Monday, February 06, 2006

Why schema definition belongs in the database

Earlier, I wrote about how ORM developers shouldn't try to re-invent SQL. It doesn't need to be done, and you're not likely to end up with an actual improvement. SQL may be designed by committee, but it's also been refined from thousands if not millions of man-years of database experience.

The same applies to DDL. (Data Definition Langage -- the part of the SQL standard that deals with CREATE and ALTER.) Unfortunately, a number of Python ORMs are trying to replace DDL with a homegrown Python API. This is a Bad Thing. There are at least four reasons why:

  • Standards compliance
  • Completeness
  • Maintainability
  • Beauty

Standards compliance

SQL DDL is a standard. That means if you want something more sophisticated than Emacs, you can choose any of half a dozen modeling tools like ERwin or ER/Studio to generate and edit your DDL.

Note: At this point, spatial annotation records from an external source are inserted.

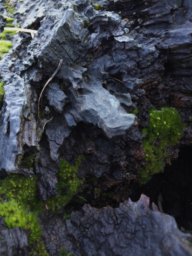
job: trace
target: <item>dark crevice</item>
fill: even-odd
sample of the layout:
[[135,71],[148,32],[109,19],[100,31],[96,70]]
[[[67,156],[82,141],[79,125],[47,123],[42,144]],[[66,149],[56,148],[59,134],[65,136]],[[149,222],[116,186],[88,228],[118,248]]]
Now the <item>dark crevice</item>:
[[154,175],[145,185],[132,184],[133,201],[144,193],[159,207],[162,197],[163,211],[174,217],[178,226],[192,230],[192,147],[181,147],[178,158],[165,171]]

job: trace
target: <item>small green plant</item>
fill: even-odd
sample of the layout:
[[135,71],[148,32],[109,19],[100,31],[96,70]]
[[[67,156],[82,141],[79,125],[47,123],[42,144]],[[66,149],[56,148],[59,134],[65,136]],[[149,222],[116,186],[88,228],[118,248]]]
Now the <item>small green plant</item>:
[[32,255],[48,256],[42,243],[36,211],[42,208],[37,197],[37,179],[36,176],[10,174],[0,180],[0,216],[4,216],[9,228],[22,227],[24,230],[30,231],[28,242],[33,246]]
[[103,9],[103,6],[101,5],[101,4],[98,4],[96,3],[95,5],[95,9],[97,11],[102,11]]
[[11,41],[0,40],[0,57],[2,58],[4,53],[7,53],[12,46]]
[[9,13],[10,13],[12,15],[12,17],[15,11],[14,6],[12,5],[10,3],[8,2],[4,3],[3,5],[6,7],[7,12],[9,12]]
[[167,147],[179,142],[183,134],[183,125],[175,109],[163,108],[150,111],[147,128],[143,130],[145,137],[143,150],[145,153],[146,166],[139,170],[140,183],[145,183],[153,174],[163,171],[164,162],[170,160]]
[[57,174],[58,182],[57,189],[59,196],[48,199],[47,205],[52,209],[57,207],[58,209],[66,205],[72,197],[80,191],[84,181],[77,177],[78,169],[84,157],[80,156],[74,166],[62,159],[60,159],[60,170]]
[[16,200],[23,206],[30,206],[32,209],[37,209],[39,206],[37,198],[37,179],[36,176],[30,178],[10,174],[0,181],[0,196],[5,195],[9,200]]
[[41,230],[36,213],[30,212],[29,209],[14,200],[0,204],[0,216],[4,217],[8,228],[22,227],[24,230],[30,229],[29,243],[32,244],[41,238]]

The Python data definition APIs, by contrast, aren't even compatibile with other Python tools. You can't take a table definition from SQLObject, PyDO2, Django, or SQLAlchemy, and use it with any of the others.

A quote from the django site:

Our philosophy is that the model (in Python code) is the definitive place to store all model logic.

Yes, application logic belongs in application code. But the definitive source for the schema definition should be the database, unless you're using an object database like Durus or ZODB. Of course, the reason those (and OODBs in general) haven't taken off is that except for very simple applications, people want to access their data from more than just their Python code. So respect that. (Or be honest and require your OODB of choice.) Encourage standards use instead of a proprietary API. Let the database be the source of truth for the schema, and use standard tools to define it.

Completeness

Another strength of relational databases is the ability to define data integrity rules in a declarative fashion. It's well-understood by now that declarative code is much less error prone (and quicker to write) than the procedural equivalents. So if you're going to re-invent DDL, you need to support ON DELETE and ON UPDATE clauses. You need to support REFERENCES. You need to support CHECK constraints. You need to support defining triggers.

I don't know any ORM tool that allows doing all this from Python. So selling your tool as "you don't need to know DDL, just use our API" isn't doing users any favors.

It's okay to say, "here's our API; it lets you do a subset of what your database can handle so you can jump right in and get started without learning DDL." There's no harm in this. But when your tool is designed such that it doesn't expose the power of your database, but it doesn't really work with externally defined schemas either, that's a Bad Thing.

Maintainability

Even the best-designed schema will need to be updated eventually. If your project lives long enough, this is 100% certain. So if you're going to replace DDL, you'd better have an upgrade strategy.

But an automatic approach that only knows that you want to update from schema A to schema B is doomed to failure. [Update: I thought that sqlobject-admin took this approach, but Ian Bicking corrected me.] Say you add a column to a table: what should the value be for existing rows? Sometimes NULL. Sometimes some default value. Sometimes the value should be derived from data in other tables. There's no way to automate this for all situations, and usually sooner than later, you're back to DDL again.

Instead of spending effort on a fundamentally flawed approach, better to encourage standard best practices: the "right way" to maintain databases, that everyone who works on them enough settles on eventually, is DDL scripts, checked into source control. Old-fashioned, but if you stick to it, you'll never have a situation where you start an upgrade on your live server and run into a problem halfway through, because you've already run the exact scripts on your test server. A good ORM design accommodates this, rather than making it difficult.

Beauty

Okay, maybe DDL isn't the most beautiful creature ever birthed by a standards committee. But a lot of things are less beautiful, and those are what you get when you try to design DDL out.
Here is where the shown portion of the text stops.